The Pound to Canadian Dollar exchange rate lost nearly two-thirds of a per cent in value in April, closing at 1.7210. Against the Euro, the Canadian Dollar lost 0.60%. The headline Dollar-Canadian Dollar exchange rate lost 1.80% to close at 1.3777.

The Canadian Dollar ended April on a soft footing after Canadian GDP for February and March were the latest prints to disappoint. Statistics Canada said its preliminary GDP estimate for March was a flat 0% month-on-month, disappointing against expectations for growth of 0.2%.



The February print was revised lower to 0.2%, disappointing against expectations for 0.3% growth. “Momentum in the Canadian economy appears to have faded quickly as the first quarter progressed,” says Andrew Grantham, an economist at CIBC.

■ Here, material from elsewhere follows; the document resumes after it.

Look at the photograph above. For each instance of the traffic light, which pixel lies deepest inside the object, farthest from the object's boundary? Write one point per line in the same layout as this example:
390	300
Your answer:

Following the release, money markets firmed expectations for a June rate cut at the Bank of Canada, softening Canadian bond yields relative to those of other countries.

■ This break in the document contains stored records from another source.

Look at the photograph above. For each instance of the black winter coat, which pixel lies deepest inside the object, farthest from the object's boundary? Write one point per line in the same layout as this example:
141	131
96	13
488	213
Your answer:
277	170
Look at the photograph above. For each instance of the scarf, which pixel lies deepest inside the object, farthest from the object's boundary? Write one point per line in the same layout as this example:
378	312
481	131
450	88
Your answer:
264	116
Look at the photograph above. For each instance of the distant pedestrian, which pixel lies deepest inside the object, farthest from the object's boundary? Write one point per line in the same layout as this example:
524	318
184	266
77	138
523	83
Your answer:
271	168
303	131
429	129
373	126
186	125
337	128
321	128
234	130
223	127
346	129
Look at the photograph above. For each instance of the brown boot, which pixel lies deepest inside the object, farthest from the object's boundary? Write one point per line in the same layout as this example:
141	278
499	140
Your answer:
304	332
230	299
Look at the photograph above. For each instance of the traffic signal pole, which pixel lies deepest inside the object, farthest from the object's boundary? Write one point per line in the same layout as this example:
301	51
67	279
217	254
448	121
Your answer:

Schamotta says the Canadian Dollar is still on the defensive following the disappointing gross domestic product print translates into wider rate differentials across the curve, but there is reason to believe further losses will be limited.

“Although the exchange rate has now breached our year-end target, we’re not sure losses will extend as far as some observers seem to fear. Although a slew of recent economic data releases have shown the economy slowing relative to its US counterpart, this has long been priced in, and the performance gap could narrow in the months ahead as real estate activity rebounds and exogenous demand helps boost Canadian exports and investment,” says Schamotta.

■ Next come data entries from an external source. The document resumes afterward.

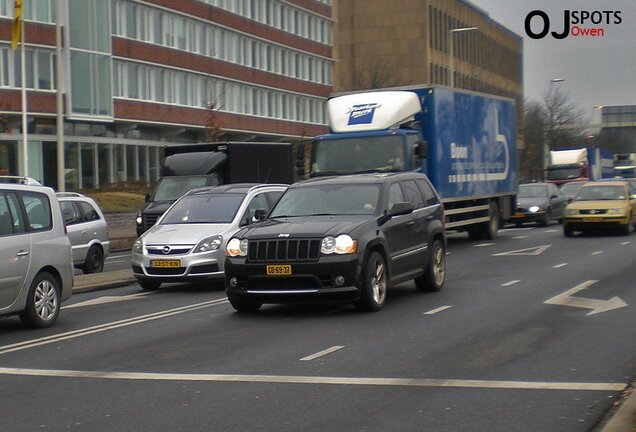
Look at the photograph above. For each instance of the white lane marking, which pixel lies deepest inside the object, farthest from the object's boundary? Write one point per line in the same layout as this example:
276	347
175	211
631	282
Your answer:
303	379
438	310
322	353
118	256
106	300
536	250
108	326
597	306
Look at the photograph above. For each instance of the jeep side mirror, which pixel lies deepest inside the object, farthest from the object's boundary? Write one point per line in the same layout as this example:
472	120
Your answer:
422	149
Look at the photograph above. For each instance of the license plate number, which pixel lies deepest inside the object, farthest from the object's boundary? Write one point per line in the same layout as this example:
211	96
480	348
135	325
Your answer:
165	263
592	219
278	270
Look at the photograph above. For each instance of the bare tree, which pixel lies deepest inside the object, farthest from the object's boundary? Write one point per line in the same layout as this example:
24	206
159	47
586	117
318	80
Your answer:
564	121
377	74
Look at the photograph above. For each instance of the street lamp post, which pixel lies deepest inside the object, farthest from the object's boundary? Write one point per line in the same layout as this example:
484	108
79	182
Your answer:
451	63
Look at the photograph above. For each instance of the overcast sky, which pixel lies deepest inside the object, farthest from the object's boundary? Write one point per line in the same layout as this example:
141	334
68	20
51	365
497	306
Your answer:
597	70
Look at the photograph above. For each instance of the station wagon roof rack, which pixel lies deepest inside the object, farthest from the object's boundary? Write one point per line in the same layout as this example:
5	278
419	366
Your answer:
68	194
20	180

He adds that expectations for divergence between the two North American central banks might narrow over time as growth trajectories are revised toward more moderate levels, and a recovery in the loonie remains distinctly plausible.



The Bank of Canada is facing slowing growth momentum and fading inflationary pressures. Mid-month, the Canadian Dollar came under pressure after it was reported inflation rose 2.9% on a year-over-year basis in March, following a 0.6% month-on-month gain that underwhelmed against expectations for a rise of 0.7%.

The weak end to the quarter for growth also means downside risk for the Bank of Canada’s expectation for 1.5% annualized growth in Q2.

“We always suspected that strength at the start of the year largely reflected an easing of previous supply constraints and the effects of better than normal winter weather, and that the economy could stall again thereafter,” says CIBC’s Grantham.